C. S., sec. 7249, takes away the right of appeal in contempt cases, and writ of review is the proper procedure for purposes of review. (Tymer v. Connelly, 65 Cal. 30, 2 P. 414; Gale v. Tuolumne etc. Co., 169 Cal. 46, 145 P. 532; Abbott v. Abbott, 24 Cal.App. 475, 141 P. 939; Herald etc. Co. v. Lewis, 42 Utah 188, 129 P. 625, 633; McClatchy v. Superior Court, 119 Cal. 413, 51 P. 696, 39 L. R. A. 691; Rymert v. Smith, 5 Cal.App. 380, 90 P. 470.)

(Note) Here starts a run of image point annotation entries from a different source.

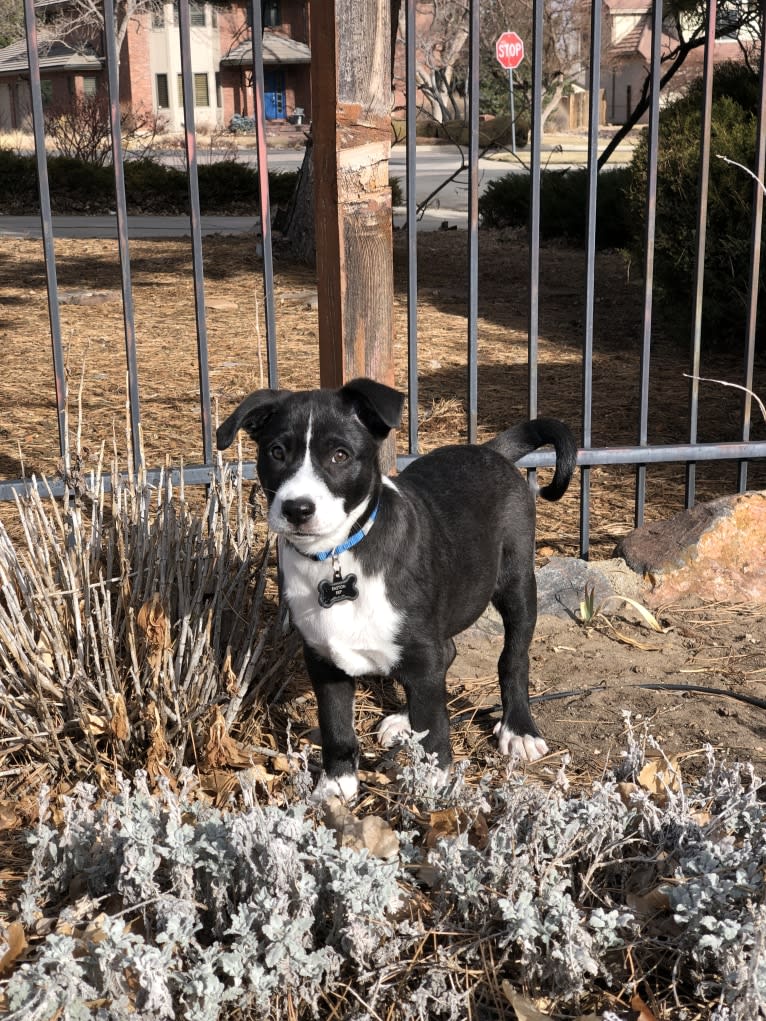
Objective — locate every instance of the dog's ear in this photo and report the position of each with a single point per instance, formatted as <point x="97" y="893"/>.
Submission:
<point x="251" y="415"/>
<point x="378" y="406"/>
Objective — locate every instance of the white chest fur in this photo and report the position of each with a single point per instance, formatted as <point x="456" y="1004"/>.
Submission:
<point x="357" y="635"/>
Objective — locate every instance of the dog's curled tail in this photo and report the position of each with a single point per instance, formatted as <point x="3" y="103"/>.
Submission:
<point x="528" y="436"/>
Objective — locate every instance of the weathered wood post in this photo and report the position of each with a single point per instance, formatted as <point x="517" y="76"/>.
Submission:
<point x="351" y="129"/>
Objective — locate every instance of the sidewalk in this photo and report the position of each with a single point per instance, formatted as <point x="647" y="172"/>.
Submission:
<point x="140" y="228"/>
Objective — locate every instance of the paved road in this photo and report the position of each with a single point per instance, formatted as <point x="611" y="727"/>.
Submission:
<point x="434" y="164"/>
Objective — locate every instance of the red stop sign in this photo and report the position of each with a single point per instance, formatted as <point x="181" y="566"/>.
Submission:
<point x="510" y="50"/>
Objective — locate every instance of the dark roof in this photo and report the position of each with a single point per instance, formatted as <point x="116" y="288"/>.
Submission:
<point x="278" y="49"/>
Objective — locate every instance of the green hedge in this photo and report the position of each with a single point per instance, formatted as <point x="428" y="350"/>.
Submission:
<point x="563" y="205"/>
<point x="729" y="208"/>
<point x="151" y="188"/>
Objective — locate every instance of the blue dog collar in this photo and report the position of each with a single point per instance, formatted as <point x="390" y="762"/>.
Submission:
<point x="350" y="542"/>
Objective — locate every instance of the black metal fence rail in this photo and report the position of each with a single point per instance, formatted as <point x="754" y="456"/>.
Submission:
<point x="686" y="450"/>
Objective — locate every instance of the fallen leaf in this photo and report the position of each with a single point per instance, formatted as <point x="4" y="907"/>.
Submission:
<point x="372" y="833"/>
<point x="15" y="945"/>
<point x="9" y="817"/>
<point x="660" y="776"/>
<point x="644" y="1014"/>
<point x="154" y="624"/>
<point x="525" y="1009"/>
<point x="626" y="791"/>
<point x="656" y="902"/>
<point x="449" y="823"/>
<point x="118" y="725"/>
<point x="220" y="748"/>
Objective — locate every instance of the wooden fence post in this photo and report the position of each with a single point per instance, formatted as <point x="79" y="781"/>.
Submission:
<point x="351" y="129"/>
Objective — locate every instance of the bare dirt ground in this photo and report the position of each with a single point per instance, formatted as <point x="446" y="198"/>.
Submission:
<point x="712" y="646"/>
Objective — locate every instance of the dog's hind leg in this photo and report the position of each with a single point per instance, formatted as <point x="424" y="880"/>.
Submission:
<point x="340" y="752"/>
<point x="516" y="600"/>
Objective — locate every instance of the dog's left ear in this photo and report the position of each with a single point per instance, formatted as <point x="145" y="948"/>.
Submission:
<point x="251" y="415"/>
<point x="378" y="406"/>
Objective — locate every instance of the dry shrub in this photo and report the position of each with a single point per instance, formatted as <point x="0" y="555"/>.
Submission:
<point x="128" y="623"/>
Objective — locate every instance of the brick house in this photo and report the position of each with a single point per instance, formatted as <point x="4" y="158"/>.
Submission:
<point x="629" y="51"/>
<point x="150" y="66"/>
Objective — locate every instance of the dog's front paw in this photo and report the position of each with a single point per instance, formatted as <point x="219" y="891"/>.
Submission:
<point x="524" y="746"/>
<point x="344" y="786"/>
<point x="392" y="729"/>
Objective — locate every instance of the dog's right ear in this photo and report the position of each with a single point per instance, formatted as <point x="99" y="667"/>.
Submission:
<point x="251" y="416"/>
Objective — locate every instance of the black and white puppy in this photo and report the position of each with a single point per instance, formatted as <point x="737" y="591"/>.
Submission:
<point x="380" y="574"/>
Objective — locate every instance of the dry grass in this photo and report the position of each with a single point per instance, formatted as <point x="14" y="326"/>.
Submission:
<point x="166" y="357"/>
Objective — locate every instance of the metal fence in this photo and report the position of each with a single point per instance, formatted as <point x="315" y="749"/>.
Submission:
<point x="686" y="450"/>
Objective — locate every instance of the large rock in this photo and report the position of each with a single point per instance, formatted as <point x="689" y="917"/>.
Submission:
<point x="716" y="551"/>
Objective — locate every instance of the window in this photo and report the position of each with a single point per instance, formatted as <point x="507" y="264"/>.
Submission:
<point x="728" y="21"/>
<point x="272" y="13"/>
<point x="163" y="99"/>
<point x="201" y="90"/>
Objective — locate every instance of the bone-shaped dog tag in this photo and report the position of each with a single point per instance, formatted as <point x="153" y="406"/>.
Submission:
<point x="338" y="589"/>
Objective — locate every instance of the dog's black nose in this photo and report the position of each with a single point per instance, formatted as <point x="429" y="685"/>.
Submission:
<point x="298" y="512"/>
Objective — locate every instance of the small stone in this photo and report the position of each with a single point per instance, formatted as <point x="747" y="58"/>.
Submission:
<point x="714" y="551"/>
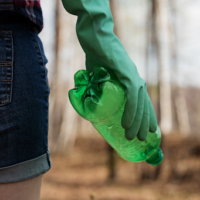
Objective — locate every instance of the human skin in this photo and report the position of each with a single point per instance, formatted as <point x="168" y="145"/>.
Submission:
<point x="24" y="190"/>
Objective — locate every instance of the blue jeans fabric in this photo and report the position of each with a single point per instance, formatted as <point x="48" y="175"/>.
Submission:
<point x="24" y="101"/>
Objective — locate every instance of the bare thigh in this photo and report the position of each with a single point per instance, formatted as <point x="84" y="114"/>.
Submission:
<point x="24" y="190"/>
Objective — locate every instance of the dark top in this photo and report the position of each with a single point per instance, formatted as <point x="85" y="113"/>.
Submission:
<point x="29" y="9"/>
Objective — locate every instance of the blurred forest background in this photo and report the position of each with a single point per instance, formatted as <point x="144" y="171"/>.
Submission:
<point x="162" y="37"/>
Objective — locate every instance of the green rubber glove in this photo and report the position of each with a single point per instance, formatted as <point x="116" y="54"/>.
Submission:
<point x="102" y="48"/>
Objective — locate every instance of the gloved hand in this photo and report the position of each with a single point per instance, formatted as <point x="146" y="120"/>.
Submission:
<point x="102" y="48"/>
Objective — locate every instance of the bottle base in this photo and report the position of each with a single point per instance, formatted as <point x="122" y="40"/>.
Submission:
<point x="156" y="158"/>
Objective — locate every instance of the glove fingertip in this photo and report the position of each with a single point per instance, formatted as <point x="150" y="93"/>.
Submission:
<point x="142" y="137"/>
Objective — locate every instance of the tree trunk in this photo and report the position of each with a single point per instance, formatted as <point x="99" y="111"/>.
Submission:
<point x="163" y="26"/>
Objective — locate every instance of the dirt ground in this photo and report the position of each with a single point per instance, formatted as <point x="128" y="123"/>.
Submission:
<point x="83" y="175"/>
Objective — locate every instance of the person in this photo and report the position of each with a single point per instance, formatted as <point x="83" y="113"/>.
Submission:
<point x="24" y="88"/>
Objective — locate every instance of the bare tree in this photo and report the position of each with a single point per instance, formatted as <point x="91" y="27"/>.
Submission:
<point x="163" y="25"/>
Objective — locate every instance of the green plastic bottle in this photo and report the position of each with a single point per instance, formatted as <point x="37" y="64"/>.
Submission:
<point x="100" y="98"/>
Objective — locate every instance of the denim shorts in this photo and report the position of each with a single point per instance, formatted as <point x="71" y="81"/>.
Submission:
<point x="24" y="103"/>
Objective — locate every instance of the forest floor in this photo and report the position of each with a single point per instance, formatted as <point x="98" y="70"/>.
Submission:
<point x="83" y="175"/>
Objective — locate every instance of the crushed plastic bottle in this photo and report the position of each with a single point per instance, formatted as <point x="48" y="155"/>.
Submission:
<point x="100" y="98"/>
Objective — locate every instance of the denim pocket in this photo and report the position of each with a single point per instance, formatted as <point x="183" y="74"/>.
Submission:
<point x="6" y="67"/>
<point x="43" y="59"/>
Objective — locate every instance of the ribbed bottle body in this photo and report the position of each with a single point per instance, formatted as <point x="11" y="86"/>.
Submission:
<point x="130" y="150"/>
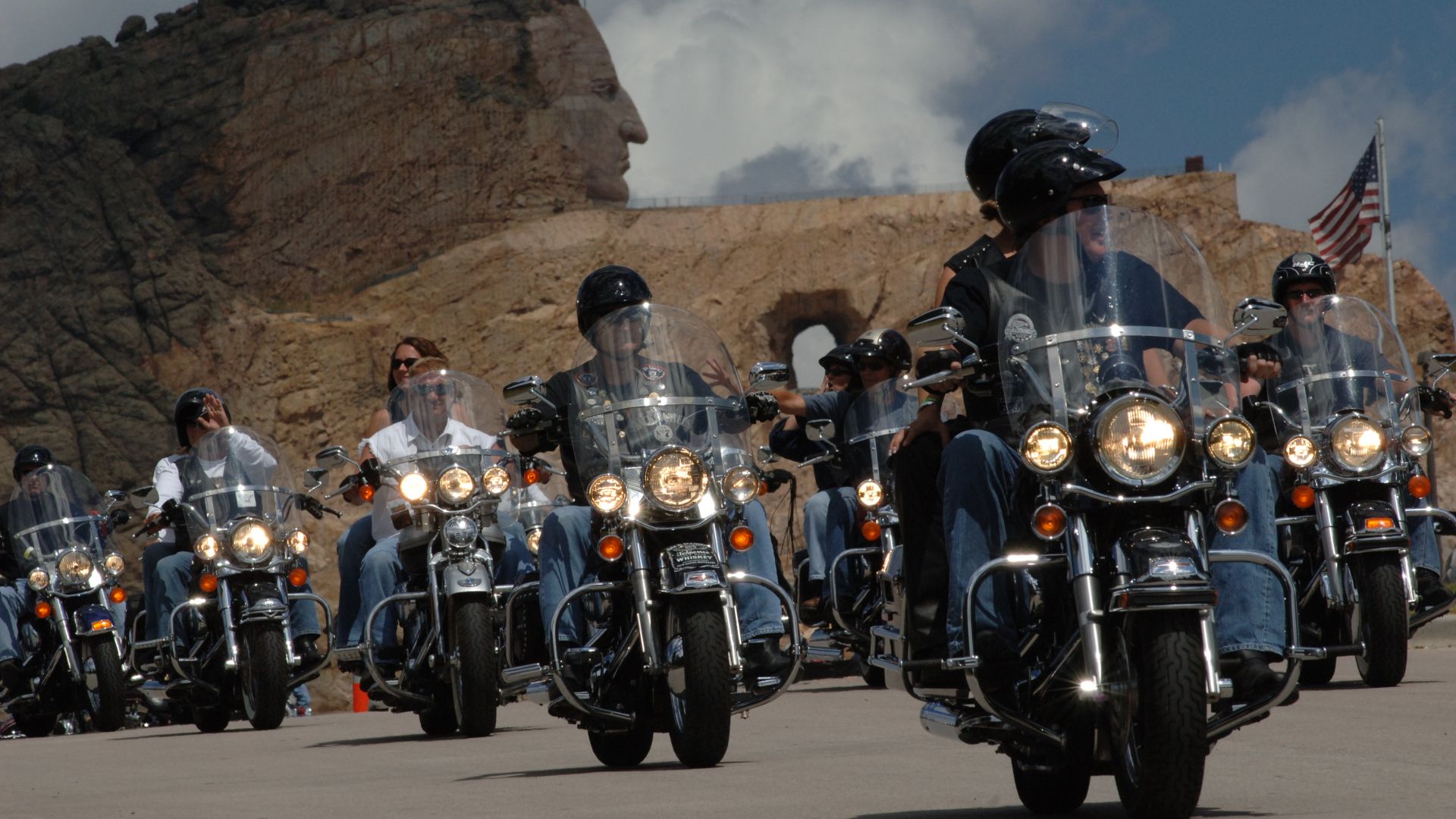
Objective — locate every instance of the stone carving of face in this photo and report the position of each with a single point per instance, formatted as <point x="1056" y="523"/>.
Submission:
<point x="599" y="117"/>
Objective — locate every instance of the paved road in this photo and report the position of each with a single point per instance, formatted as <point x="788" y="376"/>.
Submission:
<point x="827" y="749"/>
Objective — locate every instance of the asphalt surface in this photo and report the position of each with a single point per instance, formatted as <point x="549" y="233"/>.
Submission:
<point x="829" y="748"/>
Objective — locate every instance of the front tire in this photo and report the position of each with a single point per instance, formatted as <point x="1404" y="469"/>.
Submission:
<point x="1381" y="621"/>
<point x="107" y="701"/>
<point x="264" y="678"/>
<point x="702" y="711"/>
<point x="1159" y="729"/>
<point x="475" y="682"/>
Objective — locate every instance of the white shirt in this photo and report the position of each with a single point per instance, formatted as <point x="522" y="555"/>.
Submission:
<point x="402" y="441"/>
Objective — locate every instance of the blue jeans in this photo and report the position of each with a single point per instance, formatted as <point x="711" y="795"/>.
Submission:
<point x="353" y="545"/>
<point x="565" y="550"/>
<point x="383" y="575"/>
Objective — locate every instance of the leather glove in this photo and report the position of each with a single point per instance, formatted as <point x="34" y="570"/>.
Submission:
<point x="762" y="407"/>
<point x="1436" y="400"/>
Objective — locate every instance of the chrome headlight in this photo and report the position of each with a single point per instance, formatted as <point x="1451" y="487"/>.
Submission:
<point x="1356" y="444"/>
<point x="495" y="480"/>
<point x="1416" y="441"/>
<point x="456" y="485"/>
<point x="297" y="541"/>
<point x="460" y="532"/>
<point x="1301" y="452"/>
<point x="870" y="494"/>
<point x="1231" y="442"/>
<point x="1139" y="441"/>
<point x="414" y="487"/>
<point x="73" y="567"/>
<point x="253" y="542"/>
<point x="742" y="484"/>
<point x="676" y="479"/>
<point x="607" y="493"/>
<point x="1046" y="447"/>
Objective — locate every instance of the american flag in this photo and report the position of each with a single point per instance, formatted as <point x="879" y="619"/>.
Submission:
<point x="1343" y="229"/>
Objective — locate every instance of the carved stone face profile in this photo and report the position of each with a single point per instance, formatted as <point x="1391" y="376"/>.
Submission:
<point x="599" y="117"/>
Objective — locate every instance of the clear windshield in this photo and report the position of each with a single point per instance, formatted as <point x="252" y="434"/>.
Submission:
<point x="52" y="510"/>
<point x="653" y="376"/>
<point x="234" y="472"/>
<point x="1104" y="300"/>
<point x="1340" y="354"/>
<point x="450" y="419"/>
<point x="875" y="416"/>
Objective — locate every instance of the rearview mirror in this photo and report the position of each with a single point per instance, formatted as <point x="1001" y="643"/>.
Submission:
<point x="767" y="372"/>
<point x="819" y="428"/>
<point x="1257" y="319"/>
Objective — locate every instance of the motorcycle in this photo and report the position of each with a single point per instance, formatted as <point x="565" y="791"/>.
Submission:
<point x="873" y="420"/>
<point x="667" y="472"/>
<point x="231" y="648"/>
<point x="446" y="502"/>
<point x="73" y="645"/>
<point x="1348" y="425"/>
<point x="1123" y="403"/>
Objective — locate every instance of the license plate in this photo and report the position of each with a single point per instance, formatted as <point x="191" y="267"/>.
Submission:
<point x="691" y="556"/>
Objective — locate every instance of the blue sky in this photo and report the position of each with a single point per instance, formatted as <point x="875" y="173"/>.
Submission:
<point x="791" y="95"/>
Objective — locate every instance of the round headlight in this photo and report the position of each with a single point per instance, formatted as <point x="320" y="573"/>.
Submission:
<point x="1301" y="452"/>
<point x="253" y="542"/>
<point x="676" y="479"/>
<point x="1139" y="441"/>
<point x="1231" y="442"/>
<point x="1416" y="441"/>
<point x="414" y="485"/>
<point x="456" y="485"/>
<point x="460" y="532"/>
<point x="1356" y="444"/>
<point x="1046" y="447"/>
<point x="73" y="567"/>
<point x="742" y="484"/>
<point x="607" y="493"/>
<point x="297" y="541"/>
<point x="495" y="480"/>
<point x="870" y="494"/>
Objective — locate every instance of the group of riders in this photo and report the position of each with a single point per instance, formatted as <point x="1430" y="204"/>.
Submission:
<point x="963" y="485"/>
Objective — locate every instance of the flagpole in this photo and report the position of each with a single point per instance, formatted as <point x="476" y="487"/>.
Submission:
<point x="1385" y="216"/>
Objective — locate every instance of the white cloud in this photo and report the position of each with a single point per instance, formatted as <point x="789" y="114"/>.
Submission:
<point x="848" y="88"/>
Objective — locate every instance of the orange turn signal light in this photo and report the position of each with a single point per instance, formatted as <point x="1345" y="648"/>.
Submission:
<point x="1050" y="521"/>
<point x="1231" y="516"/>
<point x="740" y="538"/>
<point x="1420" y="485"/>
<point x="1302" y="496"/>
<point x="610" y="547"/>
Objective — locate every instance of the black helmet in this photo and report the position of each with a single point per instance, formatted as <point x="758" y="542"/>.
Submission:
<point x="1003" y="136"/>
<point x="31" y="455"/>
<point x="1299" y="267"/>
<point x="190" y="409"/>
<point x="884" y="344"/>
<point x="1037" y="181"/>
<point x="607" y="289"/>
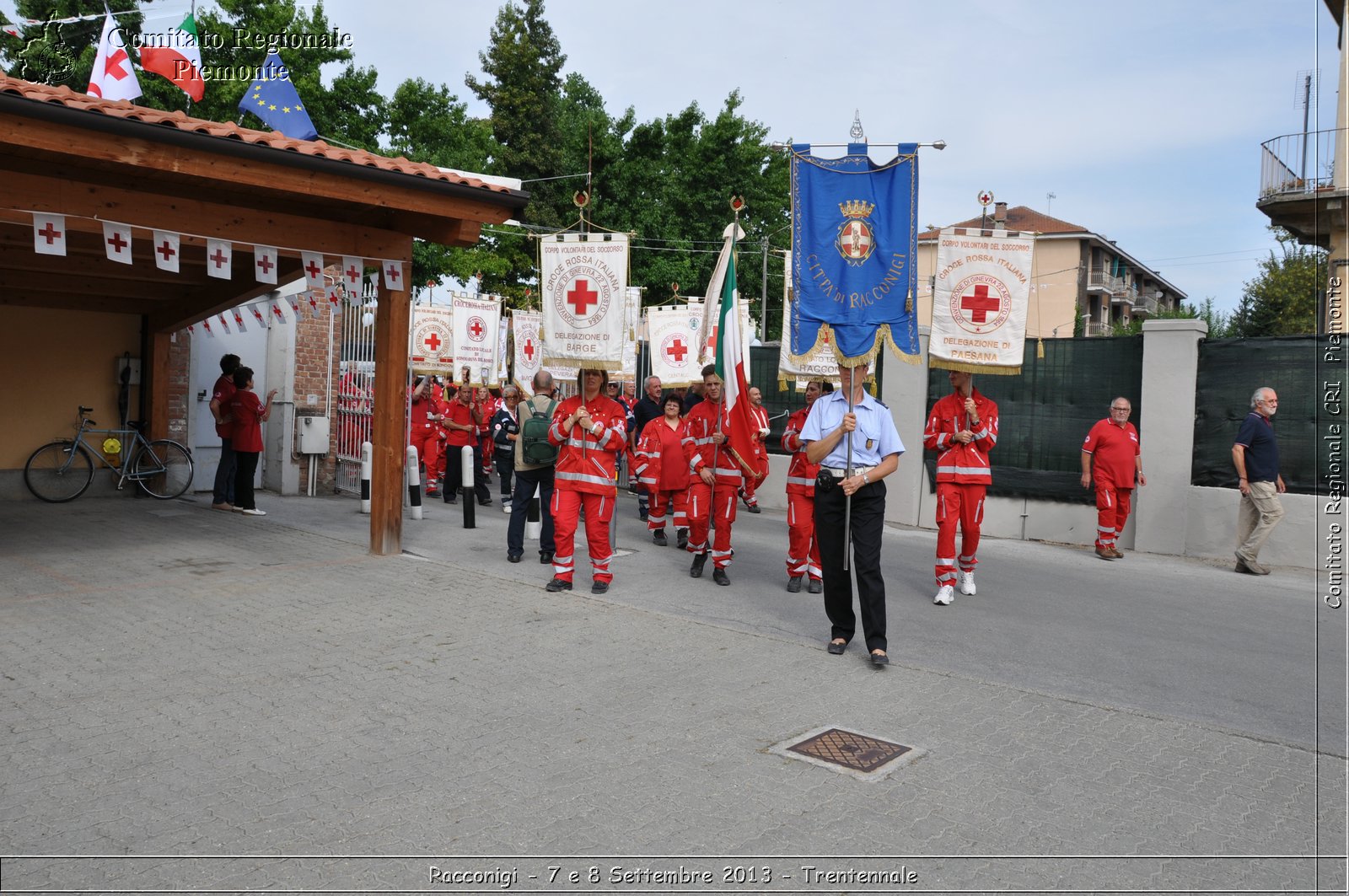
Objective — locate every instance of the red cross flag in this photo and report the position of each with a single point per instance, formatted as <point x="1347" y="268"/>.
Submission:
<point x="528" y="351"/>
<point x="166" y="251"/>
<point x="980" y="301"/>
<point x="314" y="265"/>
<point x="351" y="271"/>
<point x="112" y="76"/>
<point x="49" y="233"/>
<point x="476" y="323"/>
<point x="265" y="263"/>
<point x="116" y="239"/>
<point x="219" y="258"/>
<point x="583" y="285"/>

Johnson & Nixon, for Defendant.

The writ of review does not lie to review facts, except in so far as the facts are essential to determine the jurisdictional question. (First Nat. Bank of Weiser v. Washington Co., 17 Idaho 306, 105 P. 1053; Lansdon v. State Board of Canvassers, 18 Idaho 596, 111 P. 133; Utah Assn. of Credit Men v. Budge, 16 Idaho 751; Neil v. Public Utilities Commission, 32 Idaho 44, 178 P. 271.)

WM. E. LEE, J. McCarthy, C. J., and Dunn, J., concur.

OPINION

WM. E. LEE, J.

--Plaintiff filed herein her petition alleging, among other things, that heretofore the defendant directed her to pay over certain moneys to the receiver in the case of Bedal v. Johnson, 37 Idaho 359, 218 P. 641, that defendant ordered that she be imprisoned until such payment be made, and that defendant exceeded his jurisdiction in making and entering the order, and praying this court to issue a writ of review and determine the question presented in the petition.

Upon the filing of the petition, this court issued an order requiring defendant to show cause why a writ of review should not be issued. In response to the order to show cause, defendant filed herein his answer to the petition, in which the material allegations contained in the petition were denied and certain affirmative matter was pleaded. Plaintiff thereupon made and filed a motion to strike the answer of the defendant for the reason that it attempts to raise issues of fact, and that it does not purport to set up the entire record in the cause.

C. S., sec. 7244, provides that this court may issue the writ outright, or may require notice of the application to be given to the adverse party, or may grant an order to show cause why the writ should not be allowed. The plaintiff contends that defendant has suggested no valid reason why the writ should not issue, and that the denials and allegations of fact set forth in the answer of defendant are not material to the consideration of the question of whether the writ should issue.

The position of plaintiff is well taken. The motion to strike the answer is granted, and the writ will issue. Rule 61 of this court provides that writs of habeas corpus and peremptory writs of...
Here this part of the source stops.